Extrait du livre de Marguerite Damour "Le bonheur dans le malheur"
Sa mère, Alexandrine lui a raconté ses souvenirs et Marguerite les a couchés sur le papier. C'est Alexandrine qui raconte. Cela se passe en 1940 : la famille, qui habite un hameau dans la Meuse, doit fuir car le maire a donné l'ordre d'évacuer. Ils suivent le mouvement et s'enfuient avec leurs 4 enfants et toute leur vie dans une carriole .
Nous faisions route vers Epinal. Sur le chemin, nous croisions des camions des commerçants de Verdun chargés de vêtements ou de couvertures. La ville d’Epinal était encerclée par les allemands. La vision qui s’offrit à nous me transperça le coeur. Nous vîmes de jeunes militaires français sortir des bois sous l’escorte des allemands. Il y avait une tristesse poignante dans leurs yeux, ils ne se faisaient pas d’illusions quant à leur sort. En passant près de nous, certains d’entre eux jetèrent des chaussures toutes neuves dans notre carriole. Nous apprécions cette générosité désespérée mais j’avais si peur des allemands que je me débarrassais des paires de chaussures.

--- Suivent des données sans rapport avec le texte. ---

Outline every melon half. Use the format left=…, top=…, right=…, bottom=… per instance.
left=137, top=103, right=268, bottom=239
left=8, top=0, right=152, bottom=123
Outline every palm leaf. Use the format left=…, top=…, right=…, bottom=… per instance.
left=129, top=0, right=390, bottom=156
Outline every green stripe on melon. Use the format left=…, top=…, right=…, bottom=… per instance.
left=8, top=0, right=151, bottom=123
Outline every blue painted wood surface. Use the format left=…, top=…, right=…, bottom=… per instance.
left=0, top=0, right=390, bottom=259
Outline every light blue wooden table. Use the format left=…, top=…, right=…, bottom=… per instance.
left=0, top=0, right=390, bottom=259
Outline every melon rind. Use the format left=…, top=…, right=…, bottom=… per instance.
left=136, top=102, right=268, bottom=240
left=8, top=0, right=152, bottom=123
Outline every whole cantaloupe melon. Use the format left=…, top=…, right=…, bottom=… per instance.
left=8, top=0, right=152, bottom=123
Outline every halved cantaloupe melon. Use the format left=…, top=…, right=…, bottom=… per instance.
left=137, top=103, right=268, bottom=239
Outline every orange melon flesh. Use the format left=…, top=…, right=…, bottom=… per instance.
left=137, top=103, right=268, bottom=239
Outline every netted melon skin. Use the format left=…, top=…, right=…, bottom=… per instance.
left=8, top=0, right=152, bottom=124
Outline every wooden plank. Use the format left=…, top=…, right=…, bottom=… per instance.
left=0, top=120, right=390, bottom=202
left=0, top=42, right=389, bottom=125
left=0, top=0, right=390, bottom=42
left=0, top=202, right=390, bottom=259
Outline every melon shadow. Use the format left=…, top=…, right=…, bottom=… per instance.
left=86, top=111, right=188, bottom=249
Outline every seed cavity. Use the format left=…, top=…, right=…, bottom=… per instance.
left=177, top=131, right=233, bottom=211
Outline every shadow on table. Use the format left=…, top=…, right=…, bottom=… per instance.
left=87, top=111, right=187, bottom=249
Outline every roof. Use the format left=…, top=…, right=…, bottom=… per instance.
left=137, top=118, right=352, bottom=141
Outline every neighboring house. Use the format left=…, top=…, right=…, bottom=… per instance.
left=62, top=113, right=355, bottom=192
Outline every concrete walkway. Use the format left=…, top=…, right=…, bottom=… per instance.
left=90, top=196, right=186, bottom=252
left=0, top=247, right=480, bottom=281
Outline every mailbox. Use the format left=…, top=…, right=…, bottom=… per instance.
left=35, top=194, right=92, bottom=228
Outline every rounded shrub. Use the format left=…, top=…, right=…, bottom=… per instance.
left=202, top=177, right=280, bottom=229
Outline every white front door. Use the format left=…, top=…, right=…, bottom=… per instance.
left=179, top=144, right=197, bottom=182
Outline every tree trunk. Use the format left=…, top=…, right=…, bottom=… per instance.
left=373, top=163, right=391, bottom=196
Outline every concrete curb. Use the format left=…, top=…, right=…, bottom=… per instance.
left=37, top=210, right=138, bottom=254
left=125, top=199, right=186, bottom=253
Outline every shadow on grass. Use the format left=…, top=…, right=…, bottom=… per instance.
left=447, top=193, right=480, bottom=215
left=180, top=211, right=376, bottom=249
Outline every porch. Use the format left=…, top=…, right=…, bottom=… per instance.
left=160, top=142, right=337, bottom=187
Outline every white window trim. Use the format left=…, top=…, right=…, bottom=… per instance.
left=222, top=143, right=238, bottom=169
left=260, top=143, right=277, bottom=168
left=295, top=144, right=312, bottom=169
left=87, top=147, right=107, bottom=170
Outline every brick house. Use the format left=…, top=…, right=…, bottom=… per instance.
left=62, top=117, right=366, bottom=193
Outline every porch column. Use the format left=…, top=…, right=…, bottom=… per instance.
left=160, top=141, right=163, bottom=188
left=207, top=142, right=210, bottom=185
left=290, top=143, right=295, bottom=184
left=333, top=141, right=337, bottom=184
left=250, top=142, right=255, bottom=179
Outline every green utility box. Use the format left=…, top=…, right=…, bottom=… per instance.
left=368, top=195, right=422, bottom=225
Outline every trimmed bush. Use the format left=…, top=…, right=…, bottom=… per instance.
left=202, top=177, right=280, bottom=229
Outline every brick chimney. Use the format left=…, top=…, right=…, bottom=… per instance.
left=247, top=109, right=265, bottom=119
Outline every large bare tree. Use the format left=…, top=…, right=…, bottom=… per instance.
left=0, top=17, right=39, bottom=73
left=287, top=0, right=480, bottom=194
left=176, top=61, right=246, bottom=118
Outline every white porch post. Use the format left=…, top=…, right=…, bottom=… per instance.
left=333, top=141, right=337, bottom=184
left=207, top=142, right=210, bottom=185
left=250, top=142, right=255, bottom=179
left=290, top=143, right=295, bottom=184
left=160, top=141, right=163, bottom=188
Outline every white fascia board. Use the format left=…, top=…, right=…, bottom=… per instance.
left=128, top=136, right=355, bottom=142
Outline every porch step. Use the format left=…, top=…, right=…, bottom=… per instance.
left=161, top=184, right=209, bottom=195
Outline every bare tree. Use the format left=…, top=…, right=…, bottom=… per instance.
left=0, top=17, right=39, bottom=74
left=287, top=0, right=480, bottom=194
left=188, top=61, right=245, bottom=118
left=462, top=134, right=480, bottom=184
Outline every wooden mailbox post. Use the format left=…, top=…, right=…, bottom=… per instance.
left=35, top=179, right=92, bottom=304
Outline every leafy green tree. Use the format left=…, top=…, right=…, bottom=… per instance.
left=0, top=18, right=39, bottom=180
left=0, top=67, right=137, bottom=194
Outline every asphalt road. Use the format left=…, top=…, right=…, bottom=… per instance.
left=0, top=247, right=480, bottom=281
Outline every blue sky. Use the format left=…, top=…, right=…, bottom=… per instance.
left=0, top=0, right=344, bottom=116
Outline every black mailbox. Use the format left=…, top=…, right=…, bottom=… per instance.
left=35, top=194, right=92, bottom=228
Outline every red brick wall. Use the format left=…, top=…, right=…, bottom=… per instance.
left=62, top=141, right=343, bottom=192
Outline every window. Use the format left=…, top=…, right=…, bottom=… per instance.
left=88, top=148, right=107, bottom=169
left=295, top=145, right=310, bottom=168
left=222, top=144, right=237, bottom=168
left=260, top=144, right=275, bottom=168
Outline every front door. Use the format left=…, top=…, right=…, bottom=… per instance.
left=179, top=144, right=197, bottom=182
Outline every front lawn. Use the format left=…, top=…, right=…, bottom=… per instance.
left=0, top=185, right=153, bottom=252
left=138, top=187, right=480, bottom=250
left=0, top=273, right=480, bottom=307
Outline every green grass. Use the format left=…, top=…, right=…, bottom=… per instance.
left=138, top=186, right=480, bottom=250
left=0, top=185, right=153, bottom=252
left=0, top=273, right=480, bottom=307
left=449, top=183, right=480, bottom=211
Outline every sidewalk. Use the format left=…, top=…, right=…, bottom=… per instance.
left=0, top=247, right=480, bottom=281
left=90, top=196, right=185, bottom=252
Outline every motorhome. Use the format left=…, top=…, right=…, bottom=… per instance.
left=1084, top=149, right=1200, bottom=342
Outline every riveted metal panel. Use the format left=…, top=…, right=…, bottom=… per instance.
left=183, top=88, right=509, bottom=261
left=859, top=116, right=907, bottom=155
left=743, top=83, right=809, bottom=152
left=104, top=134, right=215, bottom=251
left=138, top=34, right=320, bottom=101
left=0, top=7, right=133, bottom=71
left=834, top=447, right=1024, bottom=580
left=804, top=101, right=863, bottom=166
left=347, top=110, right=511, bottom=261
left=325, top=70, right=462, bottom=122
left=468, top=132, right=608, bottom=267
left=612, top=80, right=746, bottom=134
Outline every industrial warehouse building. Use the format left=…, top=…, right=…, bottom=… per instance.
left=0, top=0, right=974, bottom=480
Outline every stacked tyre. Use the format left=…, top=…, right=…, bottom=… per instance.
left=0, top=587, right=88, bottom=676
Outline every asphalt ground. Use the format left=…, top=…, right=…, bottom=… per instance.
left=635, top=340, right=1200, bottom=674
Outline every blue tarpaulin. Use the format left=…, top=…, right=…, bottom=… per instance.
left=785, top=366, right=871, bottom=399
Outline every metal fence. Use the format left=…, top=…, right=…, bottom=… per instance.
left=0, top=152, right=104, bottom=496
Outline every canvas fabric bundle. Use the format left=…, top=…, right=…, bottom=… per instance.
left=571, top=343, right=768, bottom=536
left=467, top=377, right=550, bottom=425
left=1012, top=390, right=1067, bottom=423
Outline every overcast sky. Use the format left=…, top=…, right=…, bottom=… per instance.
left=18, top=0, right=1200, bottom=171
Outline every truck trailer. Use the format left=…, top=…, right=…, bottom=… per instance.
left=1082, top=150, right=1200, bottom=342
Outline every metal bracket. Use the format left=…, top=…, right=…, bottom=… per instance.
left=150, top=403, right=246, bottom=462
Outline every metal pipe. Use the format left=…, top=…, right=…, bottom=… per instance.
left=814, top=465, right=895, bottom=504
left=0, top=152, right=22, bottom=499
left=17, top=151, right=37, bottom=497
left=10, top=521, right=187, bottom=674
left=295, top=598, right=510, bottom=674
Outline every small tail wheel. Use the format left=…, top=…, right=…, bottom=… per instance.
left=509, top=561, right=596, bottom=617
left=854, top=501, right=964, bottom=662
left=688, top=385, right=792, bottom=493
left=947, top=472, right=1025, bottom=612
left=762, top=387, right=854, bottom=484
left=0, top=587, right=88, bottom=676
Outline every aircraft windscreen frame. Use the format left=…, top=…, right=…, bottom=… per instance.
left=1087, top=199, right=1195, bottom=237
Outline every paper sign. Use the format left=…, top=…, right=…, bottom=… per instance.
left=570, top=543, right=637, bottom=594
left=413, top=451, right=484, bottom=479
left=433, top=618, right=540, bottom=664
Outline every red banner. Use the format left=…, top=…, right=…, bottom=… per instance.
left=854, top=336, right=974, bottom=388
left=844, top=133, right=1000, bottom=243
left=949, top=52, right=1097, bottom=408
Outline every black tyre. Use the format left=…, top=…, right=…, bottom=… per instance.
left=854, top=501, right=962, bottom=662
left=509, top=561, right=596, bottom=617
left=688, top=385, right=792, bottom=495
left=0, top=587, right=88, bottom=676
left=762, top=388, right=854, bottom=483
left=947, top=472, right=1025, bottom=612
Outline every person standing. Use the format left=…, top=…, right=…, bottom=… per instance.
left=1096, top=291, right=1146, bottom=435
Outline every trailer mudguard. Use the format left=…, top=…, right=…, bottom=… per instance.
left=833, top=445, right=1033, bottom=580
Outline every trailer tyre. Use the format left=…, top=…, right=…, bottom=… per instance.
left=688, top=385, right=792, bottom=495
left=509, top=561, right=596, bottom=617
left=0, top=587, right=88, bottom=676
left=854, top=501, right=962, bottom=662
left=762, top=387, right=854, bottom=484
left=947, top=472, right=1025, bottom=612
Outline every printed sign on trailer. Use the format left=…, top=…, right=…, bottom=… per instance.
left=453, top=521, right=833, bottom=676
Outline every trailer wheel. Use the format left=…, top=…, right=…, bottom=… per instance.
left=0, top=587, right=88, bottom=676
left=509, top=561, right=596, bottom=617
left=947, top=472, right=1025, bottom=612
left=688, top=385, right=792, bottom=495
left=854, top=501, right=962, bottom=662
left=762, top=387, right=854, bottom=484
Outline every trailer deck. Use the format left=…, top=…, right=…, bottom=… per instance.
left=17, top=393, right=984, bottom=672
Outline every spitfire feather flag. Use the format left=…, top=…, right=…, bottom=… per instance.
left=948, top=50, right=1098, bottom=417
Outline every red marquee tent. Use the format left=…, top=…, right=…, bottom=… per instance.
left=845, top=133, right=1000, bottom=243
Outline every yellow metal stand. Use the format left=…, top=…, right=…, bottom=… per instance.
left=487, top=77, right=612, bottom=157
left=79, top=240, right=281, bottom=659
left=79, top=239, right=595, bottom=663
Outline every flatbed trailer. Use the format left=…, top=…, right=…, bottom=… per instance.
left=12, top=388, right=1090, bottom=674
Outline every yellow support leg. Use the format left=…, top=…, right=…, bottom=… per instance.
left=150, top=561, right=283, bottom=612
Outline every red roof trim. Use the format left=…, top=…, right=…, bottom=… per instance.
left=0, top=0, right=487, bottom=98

Nous n’avions plus de nourriture. Seules nos réserves d’eau nous faisaient tenir le coup. Nous décidâmes d’aller dans le bois chercher quelques restes de nourritures des soldats ennemis. Nous trouvâmes des croûtons de pain que je gardais dans mes mains, tandis que Dominique et les garçons faisaient aussi leur provision. Nous n’eûmes pas le temps de nous rassasier car je réalisais tout à coup qu’un tank allemand s’avançait vers nous.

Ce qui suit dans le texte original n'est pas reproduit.